# 03.2c: Investigate Jet - Cosine Similarity Analysis

**Goal:** Find the most extreme jet token and examine its nearest neighbors by cosine similarity.

We'll:
1. Load original gamma (uncentered) for cosine similarity
2. Find the jet token with largest L2 norm
3. Compute cosine similarity to all other tokens
4. Show the top 30 most similar tokens
5. Decode tokens to see semantic/syntactic patterns

**Key question:** Are jet tokens similar to each other in the original embedding space?

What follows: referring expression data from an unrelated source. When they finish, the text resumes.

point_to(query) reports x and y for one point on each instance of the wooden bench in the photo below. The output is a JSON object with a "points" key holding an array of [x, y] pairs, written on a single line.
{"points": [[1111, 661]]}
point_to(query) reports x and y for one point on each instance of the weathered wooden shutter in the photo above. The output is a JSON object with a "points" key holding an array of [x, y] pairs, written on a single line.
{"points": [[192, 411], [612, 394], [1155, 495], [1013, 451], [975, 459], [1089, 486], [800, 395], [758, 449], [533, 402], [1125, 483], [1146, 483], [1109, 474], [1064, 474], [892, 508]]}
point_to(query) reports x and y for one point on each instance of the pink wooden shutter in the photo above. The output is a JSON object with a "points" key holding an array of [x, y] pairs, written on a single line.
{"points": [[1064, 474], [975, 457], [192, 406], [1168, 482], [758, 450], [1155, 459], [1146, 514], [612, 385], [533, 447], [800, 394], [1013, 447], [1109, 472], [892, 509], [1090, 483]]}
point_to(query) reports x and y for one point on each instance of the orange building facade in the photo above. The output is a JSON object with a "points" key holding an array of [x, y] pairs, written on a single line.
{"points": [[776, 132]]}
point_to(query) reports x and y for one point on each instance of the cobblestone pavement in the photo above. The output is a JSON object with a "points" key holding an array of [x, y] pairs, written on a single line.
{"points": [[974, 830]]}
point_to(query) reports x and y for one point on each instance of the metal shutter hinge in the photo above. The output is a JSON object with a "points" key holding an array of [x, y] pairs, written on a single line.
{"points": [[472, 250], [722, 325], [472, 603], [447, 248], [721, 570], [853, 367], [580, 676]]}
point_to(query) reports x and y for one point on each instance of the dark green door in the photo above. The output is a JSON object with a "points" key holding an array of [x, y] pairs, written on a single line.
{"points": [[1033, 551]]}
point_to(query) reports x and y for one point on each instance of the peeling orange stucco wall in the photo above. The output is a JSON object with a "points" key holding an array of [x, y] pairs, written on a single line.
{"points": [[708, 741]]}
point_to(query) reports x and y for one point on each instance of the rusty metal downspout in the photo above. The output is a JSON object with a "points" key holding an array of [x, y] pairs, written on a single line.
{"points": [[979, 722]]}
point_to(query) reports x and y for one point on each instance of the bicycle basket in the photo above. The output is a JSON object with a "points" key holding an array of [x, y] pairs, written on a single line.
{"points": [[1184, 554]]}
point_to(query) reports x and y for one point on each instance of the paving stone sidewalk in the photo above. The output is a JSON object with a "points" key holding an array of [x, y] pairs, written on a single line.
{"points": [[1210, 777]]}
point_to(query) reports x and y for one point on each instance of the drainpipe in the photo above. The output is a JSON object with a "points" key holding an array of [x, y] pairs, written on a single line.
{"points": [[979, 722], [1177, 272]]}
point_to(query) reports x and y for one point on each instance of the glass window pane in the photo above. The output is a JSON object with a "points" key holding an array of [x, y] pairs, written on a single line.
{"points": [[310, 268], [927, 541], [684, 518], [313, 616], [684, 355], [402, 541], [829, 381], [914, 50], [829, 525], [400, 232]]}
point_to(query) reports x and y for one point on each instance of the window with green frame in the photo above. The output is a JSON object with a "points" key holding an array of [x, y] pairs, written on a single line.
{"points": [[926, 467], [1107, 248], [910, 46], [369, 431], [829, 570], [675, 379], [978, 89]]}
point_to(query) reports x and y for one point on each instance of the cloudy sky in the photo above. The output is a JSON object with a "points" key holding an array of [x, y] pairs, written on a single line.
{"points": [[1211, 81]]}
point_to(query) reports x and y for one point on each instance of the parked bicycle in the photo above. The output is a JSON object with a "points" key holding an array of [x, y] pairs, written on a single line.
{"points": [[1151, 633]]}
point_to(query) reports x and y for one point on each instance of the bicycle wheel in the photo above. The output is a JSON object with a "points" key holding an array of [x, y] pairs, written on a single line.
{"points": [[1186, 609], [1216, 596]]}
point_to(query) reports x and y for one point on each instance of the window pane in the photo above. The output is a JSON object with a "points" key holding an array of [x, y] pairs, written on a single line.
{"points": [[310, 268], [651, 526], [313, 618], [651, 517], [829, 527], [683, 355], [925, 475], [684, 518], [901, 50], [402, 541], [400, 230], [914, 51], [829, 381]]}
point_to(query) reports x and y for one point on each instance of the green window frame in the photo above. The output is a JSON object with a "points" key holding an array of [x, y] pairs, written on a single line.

Or are they just geometrically separated after centering?

## Parameters

In [1]:
TENSOR_DIR = "../data/tensors"
MODEL_NAME = "Qwen/Qwen3-4B-Instruct-2507"

# How many nearest neighbors to show
TOP_K = 30

## Imports

In [2]:
import torch
import pandas as pd
import numpy as np
from safetensors.torch import load_file
from pathlib import Path
from transformers import AutoTokenizer

print("Imports loaded successfully.")

Imports loaded successfully.


## Step 1: Load Original Gamma (Uncentered)

In [3]:
# Load original gamma (uncentered)
gamma_path = Path(TENSOR_DIR) / "gamma_qwen3_4b_instruct_2507.safetensors"
gamma = load_file(gamma_path)['gamma']

N, d = gamma.shape

print(f"Loaded γ (original, uncentered):")
print(f"  Tokens: {N:,}")
print(f"  Dimensions: {d:,}")
print(f"  Memory: {gamma.element_size() * gamma.nelement() / 1024**2:.1f} MB")

Loaded γ (original, uncentered):
  Tokens: 151,936
  Dimensions: 2,560
  Memory: 1483.8 MB


## Step 2: Load Jet Mask

In [4]:
# Load jet mask
jet_mask_path = Path(TENSOR_DIR) / "jet_mask.safetensors"
jet_mask = load_file(jet_mask_path)['jet_mask']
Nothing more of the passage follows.